Faith is to believe what you do not see; the reward of this faith is to see what you believe. – Saint Augustine
It had been a long exhausting day and finally, I was closing. I had shut down my laptop and packed my bags twice already; at 5pm, official closing time and then 6pm, when my Hulk of a boss strolled in with more work. I felt like a ragdoll being dragged by a sulking toddler but, new job and eager to impress, I couldn’t leave till 7pm.
The sun had set and it was getting dark outside so I called my sister, but she was too busy to come and pick me up immediately. She suggested I give her 30 minutes, but if I had to wait just one more minute in that building, I would have gone into an epileptic fit!
The area around my office is not residential, trees and many uninhabited construction sites, so it gets really lonely in the evenings. By 6pm, there are hardly any cabs to be found. But I had decided to leave. Even if I had to take the 5 minute walk down the deserted, darkening, tree-lined road to the fueling station, I would brave it. Anywhere or anything but here; I had to get out and get home!
I took the stairs as my weight loss plan required, and as I began the 5-storey decent, alone on the stairs I whispered “Lord, I need a cab”. I was reluctant to pray because my relationship with God is shaky. I struggle…constantly, as I am sure many of us do even if we don’t admit it. My prayer was half-hearted. I thought of EasyTaxi, but that app only works in Lagos, and besides I was too tired to wait for a cab. I repeated my prayer “Lord, please give me a cab”. “Please take care of me”.
I continued repeating it till I got to the end of the stairs; ground floor.
As I headed for the exit, I spotted an elderly woman with whom I had been acquainted. I had helped her process her daughter’s UK visa. We were both heading for the exit and since it’s the Civil Service, I decided to earn a little mind-share by greeting. It was short, she replied and I walked out of the building.
Outside, the sun had set and in a few minutes it would be totally dark. Two older men in their less than pristine black suit stood talking. Their speech slowed as they saw me approach. They stared briefly and I knew it was my hair. I walked by and greeted without slowing. They responded in unison.

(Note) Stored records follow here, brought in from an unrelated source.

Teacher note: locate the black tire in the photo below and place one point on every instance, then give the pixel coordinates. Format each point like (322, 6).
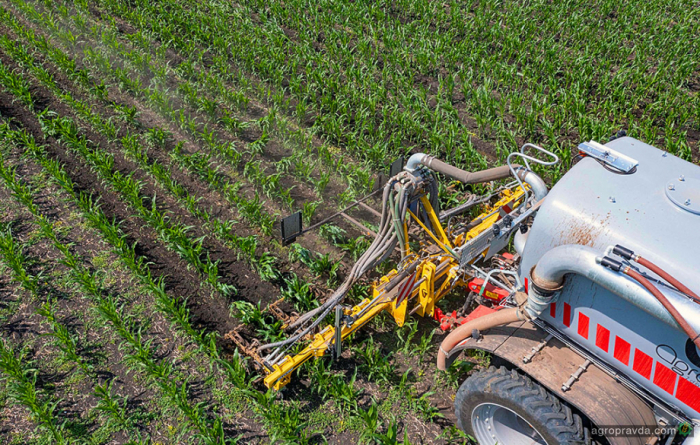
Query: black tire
(551, 418)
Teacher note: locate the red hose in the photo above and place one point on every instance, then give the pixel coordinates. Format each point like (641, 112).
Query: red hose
(463, 332)
(666, 276)
(689, 331)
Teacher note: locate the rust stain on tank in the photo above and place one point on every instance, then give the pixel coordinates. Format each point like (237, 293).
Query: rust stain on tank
(583, 231)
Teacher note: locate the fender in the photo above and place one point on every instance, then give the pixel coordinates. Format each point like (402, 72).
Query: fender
(600, 397)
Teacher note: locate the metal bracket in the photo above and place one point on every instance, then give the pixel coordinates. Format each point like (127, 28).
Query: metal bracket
(608, 155)
(535, 349)
(575, 376)
(396, 167)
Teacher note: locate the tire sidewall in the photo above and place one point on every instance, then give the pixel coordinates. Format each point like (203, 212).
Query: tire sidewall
(472, 400)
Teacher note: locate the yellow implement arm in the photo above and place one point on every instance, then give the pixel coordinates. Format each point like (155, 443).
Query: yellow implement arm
(436, 274)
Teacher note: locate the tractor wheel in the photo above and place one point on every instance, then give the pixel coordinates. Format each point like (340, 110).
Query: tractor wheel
(497, 406)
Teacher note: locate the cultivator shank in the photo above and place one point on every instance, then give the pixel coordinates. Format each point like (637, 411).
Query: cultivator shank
(437, 254)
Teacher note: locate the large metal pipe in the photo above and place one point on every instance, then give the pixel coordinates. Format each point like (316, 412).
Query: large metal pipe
(450, 346)
(547, 279)
(538, 186)
(453, 172)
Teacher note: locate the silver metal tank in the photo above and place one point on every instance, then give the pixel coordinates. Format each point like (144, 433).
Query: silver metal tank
(655, 212)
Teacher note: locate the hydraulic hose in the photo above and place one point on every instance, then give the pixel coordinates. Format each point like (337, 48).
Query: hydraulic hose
(504, 316)
(453, 172)
(668, 277)
(689, 331)
(631, 256)
(381, 248)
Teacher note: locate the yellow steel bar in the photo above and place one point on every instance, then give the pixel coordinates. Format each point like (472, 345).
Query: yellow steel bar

Right opposite the entrance gate and across the road, a white old model sedan was parked with its front windows down. The driver was standing by his door; resting his back on the car. I thought to myself “He must be waiting for someone.”
As he saw me approach the gate he straightened and called out “Cab?”. I didn’t respond. In fact I was skeptical because cabs don’t just pack in front of the office. He called out again. I looked up and down the street and there was no other cab, none coming or going.
I walked up to him while peeping in his car to be sure it was empty. It was.
I said “Zone 2.”
“Lets go” he replied.
“How much?” I asked
“It’s 300” I countered, looking away as if I could wait all day for a 300 naira cab to Zone 2.
“Enter.” He said.
I got in the back seat on the passenger’s side just to make sure he couldn’t pick up kidnappers that could strangle me from behind. He drove.
It was then, sitting there, I remembered my prayer.
He heard me.
He had sent me a cab.
He probably had the cab waiting for me before I even remembered to ask.
I fought back tears and considered asking the driver if God sent him to pick me up, but I decided my hair was weird enough, no need to scare the poor guy.